Neal Stephenson starts his big books in one of two ways. Either slowly with a lot of character introductions and scene setting (Reamde) or with a bang, hurling you headlong into the action such that the first time you come up for air you’re on about page 100. Seveneves is that second kind.
(Spoiler alert.)
One night during the last full moon before I started reading this book, I was out walking the dog around the yard just before bedtime. It was a huge, beautiful full moon, and for some reason as I gazed at it I fantasized: What if as I was looking at it, the moon fractured into a bunch of smaller pieces? What would it feel like to see that, and what would it mean for the future of the Earth and of me?

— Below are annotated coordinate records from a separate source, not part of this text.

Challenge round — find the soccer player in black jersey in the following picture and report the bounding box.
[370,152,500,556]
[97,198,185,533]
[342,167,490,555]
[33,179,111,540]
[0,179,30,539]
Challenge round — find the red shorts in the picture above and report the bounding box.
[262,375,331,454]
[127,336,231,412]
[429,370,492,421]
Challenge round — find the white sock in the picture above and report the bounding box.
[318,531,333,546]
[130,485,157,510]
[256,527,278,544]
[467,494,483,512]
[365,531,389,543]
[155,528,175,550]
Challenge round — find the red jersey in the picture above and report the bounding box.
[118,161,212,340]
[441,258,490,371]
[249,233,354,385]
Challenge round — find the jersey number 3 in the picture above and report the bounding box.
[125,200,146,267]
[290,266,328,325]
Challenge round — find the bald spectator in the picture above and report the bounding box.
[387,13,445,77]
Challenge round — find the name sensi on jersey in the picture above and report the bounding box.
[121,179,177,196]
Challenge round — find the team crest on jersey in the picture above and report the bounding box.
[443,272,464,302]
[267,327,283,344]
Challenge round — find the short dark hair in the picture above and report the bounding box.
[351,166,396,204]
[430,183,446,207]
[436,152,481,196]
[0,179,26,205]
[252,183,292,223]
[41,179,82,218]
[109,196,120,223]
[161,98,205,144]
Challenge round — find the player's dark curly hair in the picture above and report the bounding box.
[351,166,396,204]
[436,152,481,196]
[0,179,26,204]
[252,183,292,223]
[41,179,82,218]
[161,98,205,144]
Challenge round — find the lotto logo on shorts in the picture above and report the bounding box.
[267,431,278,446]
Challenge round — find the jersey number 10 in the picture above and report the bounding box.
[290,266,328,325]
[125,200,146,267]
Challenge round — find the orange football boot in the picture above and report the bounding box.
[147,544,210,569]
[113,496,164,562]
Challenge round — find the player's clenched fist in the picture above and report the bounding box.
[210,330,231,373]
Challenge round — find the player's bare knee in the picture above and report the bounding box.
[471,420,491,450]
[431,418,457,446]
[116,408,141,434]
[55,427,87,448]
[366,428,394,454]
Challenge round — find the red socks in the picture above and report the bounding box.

Neal Stephenson must have wondered the very same thing. (Well, actually not quite, but something similar that he explains in the Acknowledgements.) But unlike me, he didn’t just laugh it off and go in to bed (after giving the dog her customary bedtime treat, of course). He researched the science and then wrote a whopping sf yarn about what would happen to the Earth and its people, both immediately and in the long run. And that very disaster befalls the moon right there on the first page of Seveneves. Actually, in the first four words of the first sentence. So, not much of a spoiler.
Seveneves is divided into three parts. In the first the disaster happens and the governments of Earth mobilize to get as many of the right kinds of people and materials up to the International Space Station as possible before the remains of the moon shower down upon the earth and sterilize it for thousands of years. In the second, after the Hard Rain destroys life on earth, the few hundred survivors in space must scramble to move their home to a different and safer orbit, while dealing with inevitable political conflicts and scientific disagreements, as well as various accidents and mishaps that threaten their very existence. And in the third, we look in on the civilizations created by the descendants of the final survivors and the way their genetic, political and personal disagreements have carried on, as they continue the millennia-long work of re-terraforming Earth.
With some of his books, Stephenson tends to build the stories around huge chunks of knowledge – or perhaps to present these subjects to his readers in the form of engaging stories. In Anathem it was a space opera of sorts hiding inside a complex overview of mathematics, philosophy and the history of science. In Cryptonomicon an alternate history of the 20th century and computer development via a multi-generation tale of cryptography. Seveneves has a bit of a split personality. In the first two sections I learned more than I thought possible about orbital mechanics, and in the third about epigenetics. Some readers love to delve into the details, the science and the symbolism and find what seem to be Easter eggs sprinkled throughout the books on a meta level. Me, I enjoy the use of the science to build a story that feels believable (and this is the hardest of hard science fiction), but I mostly read for the story, experiencing the action through the eyes of the characters, especially if they feel real and relatable.
The first two parts are told mostly from the points of view of two people. Dinah MacQuarie is a robotics specialist with a background in mining and geology, on the International Space Station. Dubois Jerome Xavier Harris, Ph.D., is an astronomer and popular science communicator known worldwide as Doc Dubois. Mostly Dinah, who emerges as a natural leader and a participant in most of the momentous events of the Big Ride.
The third section takes on the character of the other kind of Stephenson book, the slow burn of scene-setting that abruptly erupts in violent action. Here we follow a character named Kath Two, a technician taking part in a survey of plant and animal life in Beringia. Because of something she sees on her survey, she becomes part of a group of seven (representing the seven main “races” of humanity surviving in space) on a mysterious mission. The majority of this section consists of explication – what humanity has been up to in its 5,000 years in space since the event called Zero, with lengthy descriptions of the multitude of space habitats, their inhabitants, and their technological marvels. But when the action begins, it’s explosive, and leads to a satisfying denoument.
I’m being cagey here to not reveal too much about the way the first part of the story ends, but suffice it to say that the number and mix of those who actually survive the ride to relative safety has major implications on how humanity turns out after 5,000 years, and on their different strategies for repopulating the new Earth. The third part, which could be expanded into another 900 page epic on its own merits, acts as a sort of denoument to the big action of the first two.
Seveneves was shortlisted for the 2016 Hugo Award. It’s reportedly under development as a feature film, which I think is a mistake. This story should be a multi-season show like The Expanse, but nobody asked me.